Thursday’s clashes followed a peaceful rally which shut down Oakland’s port, the fifth busiest cargo facility in the country.
Protesters called for a general strike to protest economic conditions and police brutality.
An estimated 5,000 people gathered for the demonstration against what they call corporate greed.
The port, which handles about $39bn a year in imports and exports, stopped operations after being swarmed by thousands of the marchers.
While the city was not shut down by the protest, as had been the aim of the demonstrators, many businesses chose to remain closed on Wednesday.
“At this time, maritime operations are effectively shut down at the Port of Oakland. Maritime area operations will
resume when it is safe and secure to do so,” a spokesman for the port said in a statement.
Al Jazeera’s Rob Reynolds, reporting from Oakland, said the mostly peaceful events had been marred by sporadic “scuffles and fistfights” between protesters.
Reynolds said some young, black-clad protesters had tried to break windows and spray graffiti on banks and markets, while other groups tried to prevent them from doing so.
“What been really striking is the almost complete absence of police presence. We have seen very, very few policemen and there were no policemen there when demonstrators were throwing rocks and breaking windows,” Reynolds said.
“It’s almost like the police have withdrawn from the streets.”
Local labour leaders, while generally sympathetic to the protesters, said their contracts prohibited them from proclaiming an official strike.
Craig Merrilees, a spokesman for the International Longshore and Warehouse Union, said about 40 out of 325
unionized port workers had stayed off the job.
“There was no call for a strike by the union,” he said. City officials also said schools and government offices
were remaining open.
Oakland school officials said about 360 teachers did not show up for work, roughly 18 per cent of the district’s teaching staff.
Oakland Mayor Jean Quan said in a statement that she supported the goals of the protest movement but the city has a duty to ensure public safety.
The protesters are part of the “Occupy” movement against corporate greed which, inspired initially by anti-Wall Street demonstrations in a New York park, has spread to other US and worldwide cities.

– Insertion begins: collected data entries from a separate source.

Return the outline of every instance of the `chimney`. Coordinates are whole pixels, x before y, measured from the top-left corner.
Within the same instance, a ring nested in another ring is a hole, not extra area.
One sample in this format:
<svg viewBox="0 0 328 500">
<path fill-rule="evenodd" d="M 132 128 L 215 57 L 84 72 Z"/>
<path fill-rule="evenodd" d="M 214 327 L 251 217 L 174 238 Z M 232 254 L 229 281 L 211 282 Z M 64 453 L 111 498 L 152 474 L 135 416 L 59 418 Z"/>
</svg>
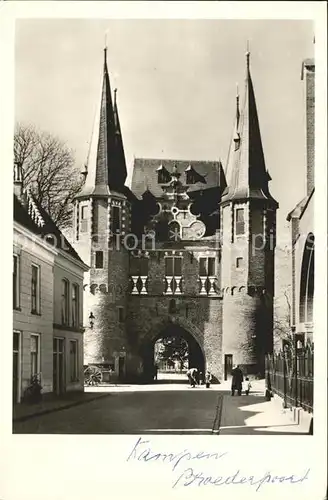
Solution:
<svg viewBox="0 0 328 500">
<path fill-rule="evenodd" d="M 19 200 L 23 199 L 23 169 L 20 162 L 14 163 L 14 194 Z"/>
<path fill-rule="evenodd" d="M 302 65 L 301 79 L 305 81 L 305 113 L 306 113 L 306 191 L 307 195 L 314 188 L 314 137 L 315 137 L 315 63 L 314 59 L 305 59 Z"/>
</svg>

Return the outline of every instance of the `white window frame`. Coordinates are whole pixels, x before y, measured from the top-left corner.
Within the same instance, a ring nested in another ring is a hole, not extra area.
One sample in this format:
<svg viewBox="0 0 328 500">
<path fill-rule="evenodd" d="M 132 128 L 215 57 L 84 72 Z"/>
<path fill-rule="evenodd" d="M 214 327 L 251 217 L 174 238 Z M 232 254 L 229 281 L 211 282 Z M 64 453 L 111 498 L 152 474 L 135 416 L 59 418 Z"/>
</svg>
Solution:
<svg viewBox="0 0 328 500">
<path fill-rule="evenodd" d="M 71 358 L 71 345 L 75 344 L 75 373 L 72 376 L 72 358 Z M 79 381 L 79 342 L 76 339 L 69 339 L 69 381 L 71 383 Z"/>
<path fill-rule="evenodd" d="M 64 285 L 64 283 L 67 284 L 67 295 L 65 295 L 65 297 L 66 297 L 66 300 L 65 300 L 65 314 L 66 314 L 66 318 L 65 319 L 66 319 L 66 321 L 63 318 L 63 310 L 64 310 L 63 309 L 63 306 L 64 306 L 64 293 L 63 293 L 64 292 L 64 288 L 63 288 L 63 285 Z M 69 326 L 69 316 L 70 316 L 69 315 L 69 302 L 70 302 L 70 300 L 69 300 L 70 286 L 69 285 L 70 285 L 70 283 L 69 283 L 68 279 L 63 278 L 61 280 L 60 284 L 61 284 L 61 295 L 60 295 L 60 297 L 61 297 L 61 311 L 60 311 L 60 313 L 61 313 L 61 324 L 64 325 L 64 326 Z"/>
<path fill-rule="evenodd" d="M 20 403 L 21 397 L 22 397 L 22 332 L 20 330 L 13 330 L 13 337 L 14 334 L 18 334 L 18 351 L 14 351 L 14 346 L 13 346 L 13 353 L 17 352 L 18 353 L 18 388 L 17 388 L 17 401 L 15 403 Z M 14 342 L 14 338 L 13 338 Z"/>
<path fill-rule="evenodd" d="M 34 352 L 31 349 L 32 337 L 36 337 L 38 339 L 37 340 L 38 350 L 37 350 L 37 358 L 36 358 L 36 364 L 37 364 L 37 371 L 36 371 L 36 373 L 32 373 L 32 358 L 31 358 L 31 354 L 32 354 L 32 352 Z M 31 333 L 31 335 L 30 335 L 30 376 L 32 377 L 33 375 L 37 375 L 37 374 L 40 374 L 40 373 L 41 373 L 41 335 L 40 335 L 40 333 Z"/>
<path fill-rule="evenodd" d="M 74 290 L 76 291 L 75 300 L 74 298 Z M 71 307 L 72 307 L 72 326 L 75 328 L 79 328 L 80 326 L 80 287 L 77 283 L 73 283 L 71 287 Z M 74 321 L 75 315 L 75 321 Z"/>
<path fill-rule="evenodd" d="M 20 309 L 20 255 L 17 253 L 13 254 L 13 259 L 16 258 L 17 262 L 17 274 L 16 274 L 16 296 L 15 299 L 13 297 L 13 309 Z M 14 287 L 14 263 L 13 263 L 13 287 Z"/>
<path fill-rule="evenodd" d="M 37 269 L 36 308 L 35 309 L 33 309 L 33 296 L 32 296 L 33 268 Z M 32 314 L 41 314 L 41 267 L 38 264 L 31 265 L 31 313 Z"/>
</svg>

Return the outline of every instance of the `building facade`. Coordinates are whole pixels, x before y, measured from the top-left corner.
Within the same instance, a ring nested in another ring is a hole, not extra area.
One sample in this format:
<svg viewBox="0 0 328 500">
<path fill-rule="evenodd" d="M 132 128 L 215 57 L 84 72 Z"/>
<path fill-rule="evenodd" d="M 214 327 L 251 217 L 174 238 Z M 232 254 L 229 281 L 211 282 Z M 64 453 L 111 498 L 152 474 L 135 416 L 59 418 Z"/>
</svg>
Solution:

Activists in Oakland have been camping in a central plaza the northern Californian city since October 9.
But tensions in the city have been heightened since police used tear gas, batons and concussion grenades to clear the plaza on October 25, making 85 arrests and removing facilities set up by protesters including a kitchen, a library, medical supplies and bicycle-powered computers.
In response, supporters marched through the streets, and were confronted by police who used numerous rounds of tear gas, pepper spray, concussion grenades and rubber bullets, according to witnesses.
“They wanted to show that they could stomp out the Occupy movement,” Boots Riley, a local musician and an activist with Occupy Oakland, told Al Jazeera. “They wanted to use Oakland as an example.”
In the melee, Scott Olsen, a 24-year-old former US Marine who served two tours of duty in Iraq, was hit in the forehead by a projectile, causing a skull fracture and brain swelling.
Olsen remains in a critical condition and has been placed in a medically-induced coma. Doctors say they expect him to recover fully, according to a friend who served with Olsen in Iraq.
Quan has since apologised for the harsh action, visited Olsen in the hospital, and allowed protesters to re-establish their camp.
“I can’t change what happened, but I’m committed to making sure that we have an open dialogue and that we change what happens in the future,” she said.
The day after the police crackdown, Occupy activists decided to call for Wednesday’s general strike, calling on workers and students to stay out of work and school and spend their day protesting against what they describe as economic inequality and police brutality.